Ein Wiedersehen nach über 28 Jahren
Mit dem Alter kam dann auch die Verantwortung – sowohl als Geschäftsführer im eigenen Betrieb als auch als Vater in der eigenen Familie. Ich habe gespürt, dass das Motorradfahren nicht mehr wirklich gut für mich war – zu exzessiv. Also habe ich mein damaliges Motorrad verkauft und bin 28 Jahre lang keines mehr gefahren, bis auf ein altes Gespann mit Beiwagen, aber das zählt für mich nicht wirklich dazu. Auch meine Kumpels, mit denen ich früher viele Touren unternommen habe, sind mit der Zeit älter und umsichtiger geworden. Doch eines Tages haben sie eine alte Yamaha XS 650 in einem Schuppen aufgegabelt und festgestellt, dass das genau meine Maschine von früher war. Es stand zum Verkauf und ich sollte es wieder flottmachen, so wie ich es früher immer getan habe. Aber mir fehlte die Zeit und Muse, sodass meine Kumpels es selbst gekauft und aufgemöbelt haben. Erstmal mussten sie es wieder zum Laufen kriegen, dann haben sie alle überflüssigen Teile abgebaut, die nicht zwingend zum Fahren gebraucht wurden. So wurde aus der eisernen Lady ein richtiges Naked Bike. Allerdings sind meine Kumpels im Gegensatz zu mir auch alle um die zwei Meter groß, da wirkte das verschlankte Motorrad fast schon wie ein Mofa. Die Yamaha passte einfach nicht zu ihnen, also habe ich es ihnen im Jahr 2018 doch wieder abgekauft – inzwischen schon zum dritten Mal.

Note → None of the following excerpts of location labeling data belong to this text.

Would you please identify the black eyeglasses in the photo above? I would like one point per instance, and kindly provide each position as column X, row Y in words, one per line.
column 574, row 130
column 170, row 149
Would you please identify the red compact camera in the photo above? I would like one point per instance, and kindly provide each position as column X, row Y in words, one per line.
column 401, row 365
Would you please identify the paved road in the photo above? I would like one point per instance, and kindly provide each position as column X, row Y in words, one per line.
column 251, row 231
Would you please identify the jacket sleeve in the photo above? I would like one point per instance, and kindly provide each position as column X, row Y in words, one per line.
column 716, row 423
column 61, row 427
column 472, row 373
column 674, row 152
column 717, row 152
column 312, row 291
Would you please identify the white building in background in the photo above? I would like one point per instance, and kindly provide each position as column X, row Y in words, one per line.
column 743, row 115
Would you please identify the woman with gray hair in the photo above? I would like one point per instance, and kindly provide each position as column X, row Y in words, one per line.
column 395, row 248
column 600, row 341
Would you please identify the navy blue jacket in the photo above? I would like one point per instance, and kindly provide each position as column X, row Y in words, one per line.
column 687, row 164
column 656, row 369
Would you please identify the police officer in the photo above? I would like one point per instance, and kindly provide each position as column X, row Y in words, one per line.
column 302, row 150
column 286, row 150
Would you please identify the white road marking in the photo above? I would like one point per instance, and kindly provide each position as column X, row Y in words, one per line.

„Vor einer Tour musste ich für eine Unterschrift in voller Montur nochmal in den Betrieb, da haben einige schon überrascht geguckt.“
Trotz neuem Gewand ist es MEINE Yamaha
Auch nach so vielen Jahren macht mir das Motorrad immer noch großen Spaß. Aber es war schon ein komisches Gefühl, wieder auf so eine Maschine zu steigen. Bei der ersten Fahrt habe ich gleich einen Spiegel verloren und der erste Gang fliegt bei Vollgas immer noch raus. Da wusste ich genau: Das muss meine Yamaha sein! Allerdings hat sich meine Fahrweise während dieser Zeit deutlich verändert. Ich fahre nicht mehr mit Zeitdruck, sondern nehme mir die Zeit dafür. Der Straßenverkehr ist in den vergangenen Jahren dichter geworden, gerade als Motorradfahrer muss ich vorausschauender fahren. Maximal 120 km/h, schneller bin ich nicht unterwegs. Und ich überlege mir dreimal, ob ich wirklich überholen muss. Auch mit meinen Kumpels mache ich wieder Touren – ganz gemütlich und vernünftig. Hier muss niemand mehr etwas beweisen. Aber das waren mir die drei Käufe auf jeden Fall wert, auch wenn ich für den letzten Kauf am meisten Geld auf den Tisch gelegt habe. Aber dafür steht das Naked Bike ja schon fertig in meiner Garage und ich muss nicht mehr selbst dran rumschrauben. Werde ich auch nicht, das bleibt jetzt genau so wie es ist.